No hard feelings.
Iedereen, betrokkene zelf, echtgenote en kinderen, waren het eens: hij ging niet weer naar het ziekenhuis. Al jaren liep het langzaam af. En dan is er middenin de nacht ineens heel veel pijn. De huisarts komt, en dan sta je voor het blok als echtgenote en dan zeg je: dokter, hij heeft pijn, als u zegt dat hij naar het ziekenhuis moet, dan moet dat maar …
In het ziekenhuis worden alle kinderen opgeroepen: pa is heel erg ziek. Spoedberaad. Eind van de avond: we zijn het er – opnieuw – over eens, hij mag gaan wat ons betreft. Dan komt de arts: wat is jullie beslissing? *ALS JULLIE BESLISSEN DAT IK HEM NIET MOET HELPEN, DAN MOET HIJ MORGEN NAAR HUIS…
De kinderen vragen moeder te reageren. En moeder zegt: dokter, u moet doen wat goed is … en de dokter geeft 2 pilot pillen en pa komt er weer ‘bovenop’. Hij kon nog blijven tot er een verpleeghuisplek voor hem gevonden was, maar dat mocht niet te lang duren. Daar heeft hij nog een jaar langer moeten ademen. Er waren ook nog goede momenten, maar ook heel veel verkeerde.
*Als de arts in het ziekenhuis toen anders had gehandeld, was dan niet iedereen beter af geweest? Is behandeling soms ook: niet handelen? De reactie van de arts werd ervaren als een soort dreigement: als we hem niet wilden laten behandelen, … dan moet hij morgen weg. Zonder erbij te zeggen dat er dan eerst een bed geregeld zou moeten worden, dat er mogelijkheid was om thuis langzaam afscheid te kunnen nemen.

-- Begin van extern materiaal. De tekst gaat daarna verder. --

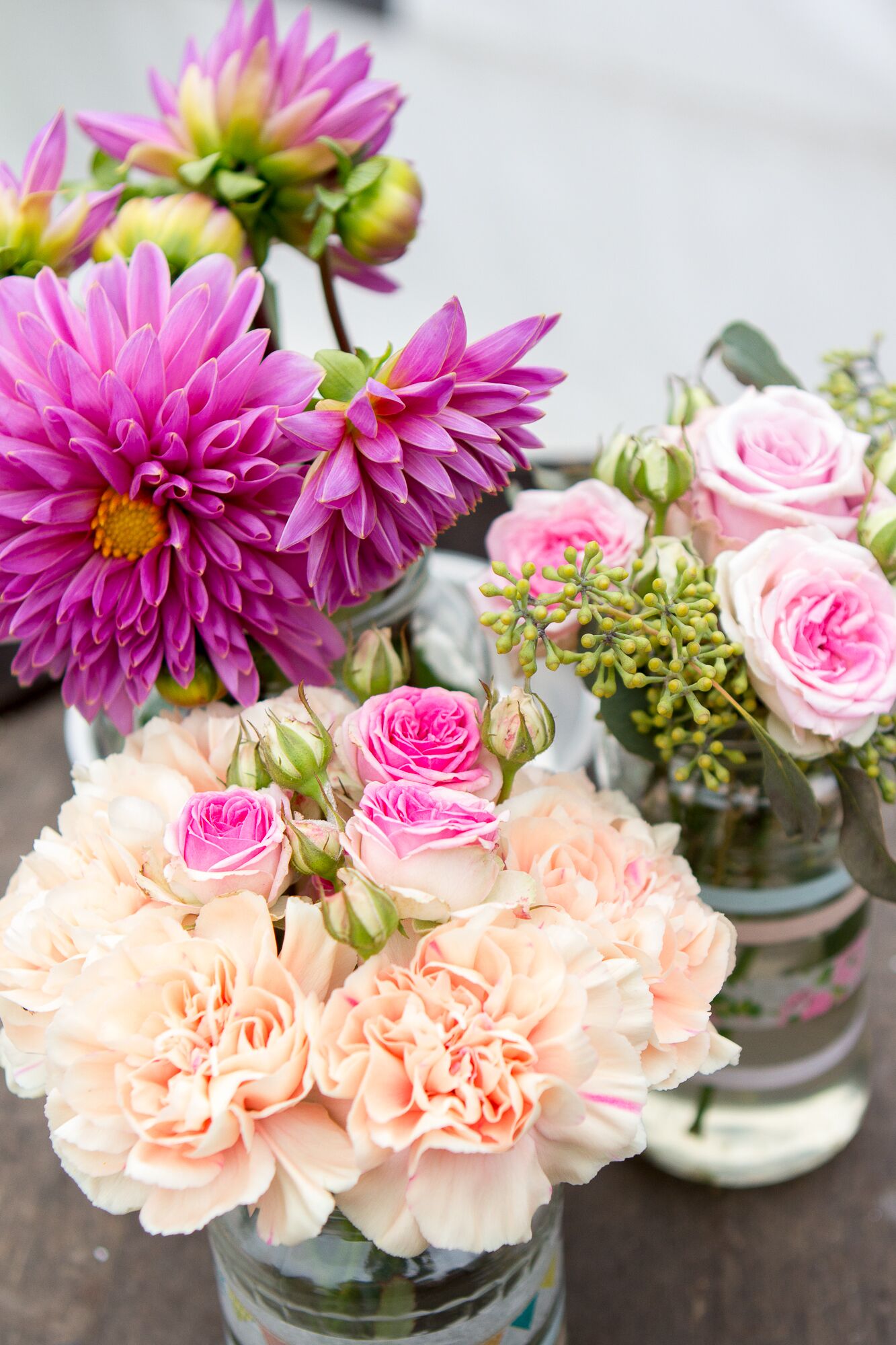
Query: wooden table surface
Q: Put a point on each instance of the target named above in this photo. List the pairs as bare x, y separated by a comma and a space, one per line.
650, 1260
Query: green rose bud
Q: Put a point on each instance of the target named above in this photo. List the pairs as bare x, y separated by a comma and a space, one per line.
247, 767
204, 688
380, 223
317, 847
360, 914
877, 532
374, 665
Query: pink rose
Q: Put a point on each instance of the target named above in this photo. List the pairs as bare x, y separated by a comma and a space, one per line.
229, 841
436, 851
775, 459
817, 621
544, 524
424, 735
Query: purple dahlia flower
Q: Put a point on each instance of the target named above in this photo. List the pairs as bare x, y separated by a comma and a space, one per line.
145, 484
416, 446
30, 237
257, 104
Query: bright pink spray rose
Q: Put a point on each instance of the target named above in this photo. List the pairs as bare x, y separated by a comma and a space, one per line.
436, 851
425, 735
780, 458
229, 841
817, 621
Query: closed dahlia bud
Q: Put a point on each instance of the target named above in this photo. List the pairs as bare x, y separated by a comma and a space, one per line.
661, 471
517, 728
296, 753
247, 767
204, 687
378, 223
317, 847
374, 665
360, 914
877, 533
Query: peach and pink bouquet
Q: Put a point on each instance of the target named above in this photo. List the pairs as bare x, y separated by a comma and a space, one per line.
326, 954
729, 574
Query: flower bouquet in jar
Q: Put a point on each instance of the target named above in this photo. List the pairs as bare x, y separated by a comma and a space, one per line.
360, 989
723, 586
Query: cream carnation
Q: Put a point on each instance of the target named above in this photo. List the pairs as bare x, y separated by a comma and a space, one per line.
477, 1078
591, 856
179, 1074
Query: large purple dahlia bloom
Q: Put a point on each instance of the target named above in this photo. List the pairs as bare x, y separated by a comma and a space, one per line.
145, 484
256, 103
416, 446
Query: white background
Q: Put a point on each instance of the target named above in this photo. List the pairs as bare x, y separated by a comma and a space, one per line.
651, 169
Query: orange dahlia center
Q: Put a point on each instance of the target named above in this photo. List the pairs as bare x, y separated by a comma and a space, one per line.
126, 528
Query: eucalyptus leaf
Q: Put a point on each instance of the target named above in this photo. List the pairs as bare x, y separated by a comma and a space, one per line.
194, 174
790, 793
751, 357
345, 375
325, 225
365, 176
862, 847
616, 714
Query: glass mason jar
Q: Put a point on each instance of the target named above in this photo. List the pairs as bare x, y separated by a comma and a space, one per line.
795, 1001
339, 1288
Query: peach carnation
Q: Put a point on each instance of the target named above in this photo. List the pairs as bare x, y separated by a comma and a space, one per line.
592, 856
477, 1078
179, 1074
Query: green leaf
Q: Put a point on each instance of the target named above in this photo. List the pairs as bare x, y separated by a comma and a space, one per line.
616, 711
751, 357
331, 200
791, 797
343, 162
365, 176
194, 174
325, 225
862, 847
237, 186
345, 375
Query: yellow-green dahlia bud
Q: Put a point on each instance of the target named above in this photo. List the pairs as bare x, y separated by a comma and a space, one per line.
186, 228
247, 767
204, 688
374, 665
517, 728
360, 914
296, 754
378, 224
877, 532
661, 471
317, 847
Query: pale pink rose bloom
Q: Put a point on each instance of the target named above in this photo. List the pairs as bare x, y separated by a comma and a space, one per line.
780, 458
436, 851
817, 621
64, 906
477, 1078
179, 1074
542, 524
229, 841
594, 857
430, 736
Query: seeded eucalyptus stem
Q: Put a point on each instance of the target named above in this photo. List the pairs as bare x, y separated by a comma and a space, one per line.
333, 303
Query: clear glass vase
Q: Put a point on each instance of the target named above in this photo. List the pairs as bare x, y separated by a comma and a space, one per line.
795, 1001
339, 1288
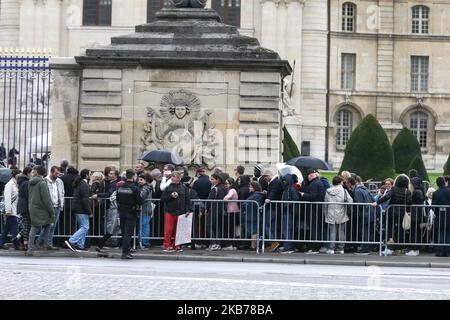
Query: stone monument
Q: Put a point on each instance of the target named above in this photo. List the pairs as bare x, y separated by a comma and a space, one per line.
187, 83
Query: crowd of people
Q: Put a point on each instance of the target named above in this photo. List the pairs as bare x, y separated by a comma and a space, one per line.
227, 208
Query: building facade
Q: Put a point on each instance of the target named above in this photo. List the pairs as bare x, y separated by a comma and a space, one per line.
391, 58
385, 57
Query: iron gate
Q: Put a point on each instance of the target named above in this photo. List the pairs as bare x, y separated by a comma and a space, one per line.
25, 87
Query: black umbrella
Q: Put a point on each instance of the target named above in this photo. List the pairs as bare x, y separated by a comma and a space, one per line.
309, 162
5, 175
162, 156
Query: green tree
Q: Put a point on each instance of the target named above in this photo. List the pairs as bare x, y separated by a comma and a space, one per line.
290, 149
417, 164
369, 153
447, 166
405, 148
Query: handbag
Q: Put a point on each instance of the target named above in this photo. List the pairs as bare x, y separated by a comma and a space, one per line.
406, 223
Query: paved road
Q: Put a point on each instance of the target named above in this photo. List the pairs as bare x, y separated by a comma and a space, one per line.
56, 278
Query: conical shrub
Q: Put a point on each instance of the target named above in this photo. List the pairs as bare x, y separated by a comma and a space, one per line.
417, 164
369, 153
405, 148
447, 166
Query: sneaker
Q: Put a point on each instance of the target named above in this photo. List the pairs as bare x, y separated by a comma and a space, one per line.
362, 252
69, 245
323, 250
273, 247
229, 248
285, 251
412, 253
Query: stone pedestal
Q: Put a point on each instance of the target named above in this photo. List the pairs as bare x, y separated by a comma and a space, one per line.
187, 83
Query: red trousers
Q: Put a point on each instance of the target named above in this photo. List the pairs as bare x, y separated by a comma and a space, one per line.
170, 230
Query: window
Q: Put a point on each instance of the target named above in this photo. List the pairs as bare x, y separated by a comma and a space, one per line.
420, 19
229, 10
348, 71
153, 6
419, 126
349, 17
419, 73
344, 128
97, 12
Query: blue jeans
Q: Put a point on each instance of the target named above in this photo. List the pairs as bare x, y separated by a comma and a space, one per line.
287, 226
11, 226
79, 237
444, 238
145, 230
52, 228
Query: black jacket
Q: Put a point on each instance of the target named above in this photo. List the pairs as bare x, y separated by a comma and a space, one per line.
68, 180
128, 199
441, 197
398, 196
81, 202
275, 190
314, 192
242, 184
22, 202
181, 204
202, 186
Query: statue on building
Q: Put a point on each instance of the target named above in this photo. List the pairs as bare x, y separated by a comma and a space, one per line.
189, 3
181, 126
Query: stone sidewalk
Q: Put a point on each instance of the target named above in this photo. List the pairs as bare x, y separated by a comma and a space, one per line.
424, 260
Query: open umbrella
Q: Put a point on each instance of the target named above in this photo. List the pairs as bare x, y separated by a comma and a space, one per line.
162, 156
284, 169
309, 162
5, 175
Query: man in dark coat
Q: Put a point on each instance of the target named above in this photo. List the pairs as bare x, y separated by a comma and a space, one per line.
314, 191
128, 201
441, 197
202, 185
177, 202
274, 193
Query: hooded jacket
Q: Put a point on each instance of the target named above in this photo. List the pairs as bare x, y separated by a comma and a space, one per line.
11, 196
40, 203
22, 204
337, 213
56, 189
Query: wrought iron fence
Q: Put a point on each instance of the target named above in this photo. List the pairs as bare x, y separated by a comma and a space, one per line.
25, 114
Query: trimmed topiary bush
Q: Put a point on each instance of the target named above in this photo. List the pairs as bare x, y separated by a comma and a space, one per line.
369, 153
290, 149
405, 148
417, 164
447, 166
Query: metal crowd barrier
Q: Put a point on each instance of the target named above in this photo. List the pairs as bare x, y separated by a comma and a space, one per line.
427, 227
306, 222
284, 222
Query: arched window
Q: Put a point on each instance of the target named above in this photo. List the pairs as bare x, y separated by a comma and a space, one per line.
418, 124
349, 17
344, 128
229, 10
154, 6
97, 12
420, 19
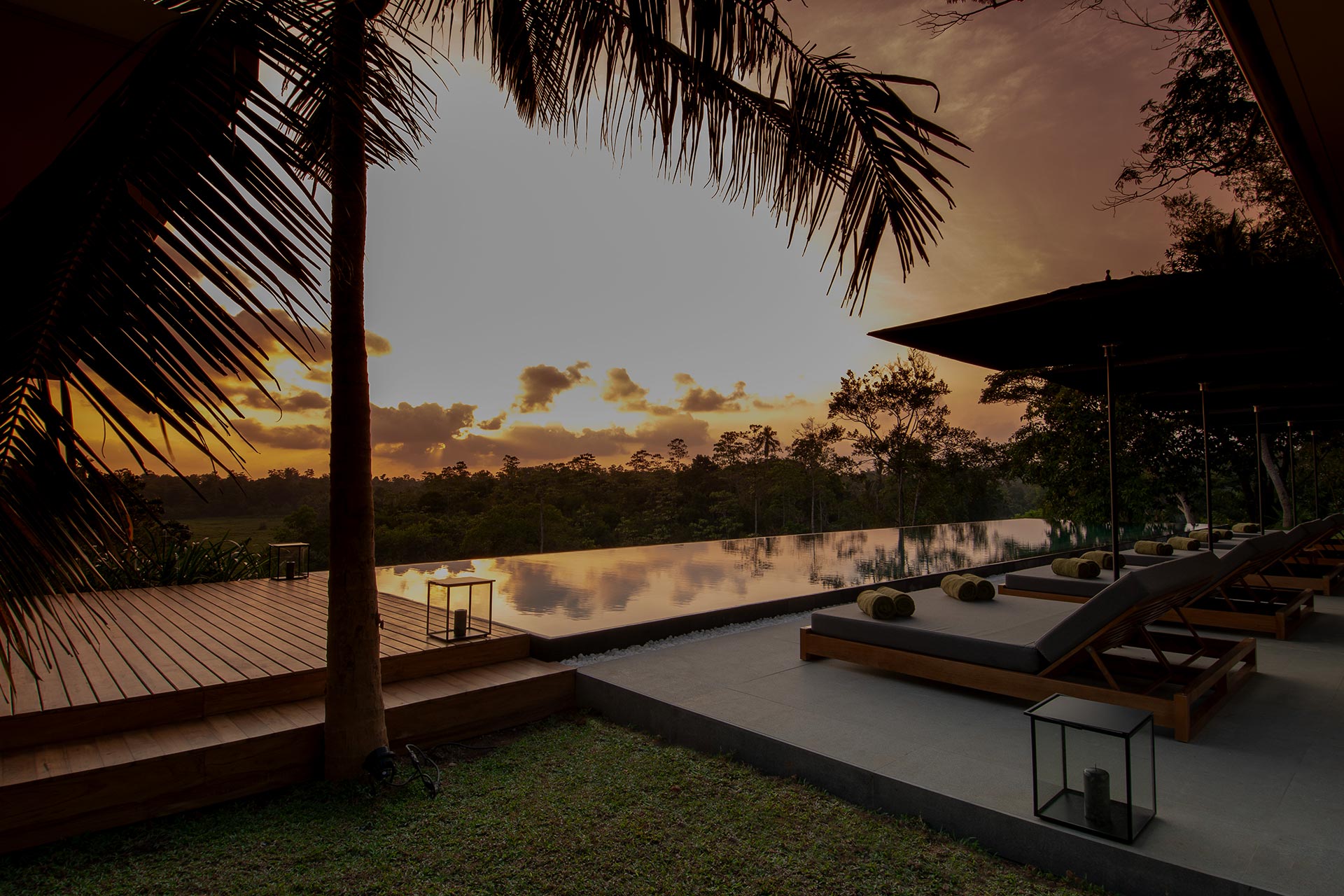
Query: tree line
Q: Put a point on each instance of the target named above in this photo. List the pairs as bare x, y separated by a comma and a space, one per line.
885, 456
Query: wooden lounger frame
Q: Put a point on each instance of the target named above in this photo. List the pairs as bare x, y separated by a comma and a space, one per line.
1252, 601
1308, 566
1247, 609
1180, 695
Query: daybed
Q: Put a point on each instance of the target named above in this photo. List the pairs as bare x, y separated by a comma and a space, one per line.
1236, 597
1098, 650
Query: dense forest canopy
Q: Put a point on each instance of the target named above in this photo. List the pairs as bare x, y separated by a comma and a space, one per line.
885, 457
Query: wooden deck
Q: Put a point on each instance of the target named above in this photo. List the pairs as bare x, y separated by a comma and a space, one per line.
185, 696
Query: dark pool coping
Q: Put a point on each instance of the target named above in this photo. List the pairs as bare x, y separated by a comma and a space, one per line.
587, 643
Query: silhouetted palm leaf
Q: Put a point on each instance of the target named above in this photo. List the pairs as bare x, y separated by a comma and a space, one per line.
783, 124
124, 257
182, 200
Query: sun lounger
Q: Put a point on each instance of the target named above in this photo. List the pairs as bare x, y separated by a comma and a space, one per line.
1298, 570
1236, 598
1100, 650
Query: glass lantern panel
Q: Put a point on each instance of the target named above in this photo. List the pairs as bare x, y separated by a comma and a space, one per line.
1142, 774
480, 602
1091, 750
1050, 762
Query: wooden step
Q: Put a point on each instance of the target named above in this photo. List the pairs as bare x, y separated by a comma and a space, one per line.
153, 656
61, 789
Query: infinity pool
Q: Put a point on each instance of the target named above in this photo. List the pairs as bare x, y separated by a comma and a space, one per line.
564, 594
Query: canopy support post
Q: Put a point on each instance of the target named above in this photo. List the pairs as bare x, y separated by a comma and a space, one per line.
1316, 484
1109, 351
1292, 476
1209, 486
1260, 498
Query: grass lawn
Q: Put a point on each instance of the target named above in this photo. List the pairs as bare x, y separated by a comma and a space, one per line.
571, 805
258, 528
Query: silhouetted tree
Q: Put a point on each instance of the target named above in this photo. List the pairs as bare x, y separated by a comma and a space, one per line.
898, 413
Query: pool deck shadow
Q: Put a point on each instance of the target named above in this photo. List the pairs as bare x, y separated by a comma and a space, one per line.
1254, 805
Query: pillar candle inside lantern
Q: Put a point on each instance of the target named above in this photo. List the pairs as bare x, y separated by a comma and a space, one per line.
1097, 796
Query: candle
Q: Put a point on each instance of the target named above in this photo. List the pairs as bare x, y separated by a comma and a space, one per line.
1097, 796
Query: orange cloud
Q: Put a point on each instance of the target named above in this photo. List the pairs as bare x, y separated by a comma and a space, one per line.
299, 400
302, 438
629, 396
543, 382
707, 400
421, 431
315, 342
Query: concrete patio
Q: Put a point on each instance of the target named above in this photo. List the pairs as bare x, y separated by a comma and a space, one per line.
1254, 805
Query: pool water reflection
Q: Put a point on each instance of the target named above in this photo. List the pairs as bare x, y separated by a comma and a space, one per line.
564, 594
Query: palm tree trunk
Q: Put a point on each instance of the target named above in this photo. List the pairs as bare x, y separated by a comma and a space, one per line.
1276, 479
355, 722
1186, 508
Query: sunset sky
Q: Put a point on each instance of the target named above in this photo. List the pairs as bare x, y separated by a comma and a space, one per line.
534, 298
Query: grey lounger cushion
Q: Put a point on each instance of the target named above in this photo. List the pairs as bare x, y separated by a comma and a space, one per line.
1044, 580
999, 633
1259, 548
1007, 631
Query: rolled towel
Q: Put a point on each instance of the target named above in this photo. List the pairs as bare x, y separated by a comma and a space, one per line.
984, 587
1104, 558
958, 586
1075, 567
905, 603
886, 603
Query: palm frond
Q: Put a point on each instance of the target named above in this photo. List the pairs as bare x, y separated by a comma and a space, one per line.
723, 81
174, 204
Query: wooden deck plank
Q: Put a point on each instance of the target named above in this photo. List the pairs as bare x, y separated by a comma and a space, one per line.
127, 681
305, 626
267, 630
57, 790
162, 649
204, 644
230, 631
178, 653
113, 750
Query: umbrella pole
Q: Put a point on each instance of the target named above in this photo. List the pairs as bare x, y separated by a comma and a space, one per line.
1260, 500
1209, 486
1292, 476
1316, 484
1110, 457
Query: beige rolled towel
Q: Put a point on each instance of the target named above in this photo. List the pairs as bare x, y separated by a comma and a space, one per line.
878, 606
904, 602
984, 587
1075, 567
1102, 559
958, 586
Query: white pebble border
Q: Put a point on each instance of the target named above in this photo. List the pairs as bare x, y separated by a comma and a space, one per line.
589, 659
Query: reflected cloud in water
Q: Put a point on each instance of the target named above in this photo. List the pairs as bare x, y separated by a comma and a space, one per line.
561, 594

We hadden in het ziekenhuis afscheid genomen, bij elke adem zucht wensten we hem toe: ga maar, het mag. Het is goed zo. Er was toch gezegd dat het een aflopend iets was?
Vanuit haar geloof kon de moeder niet zeggen: u mag stoppen met behandelen. Vanuit de hiërarchie kon ze alleen uitbrengen: u moet doen wat goed is dokter. Als de arts iemand was geweest met de insteek van Sander de Hosson, was het dan anders gegaan? Het besef is er ook dat elke arts anders is. Er zijn geen hard feelings.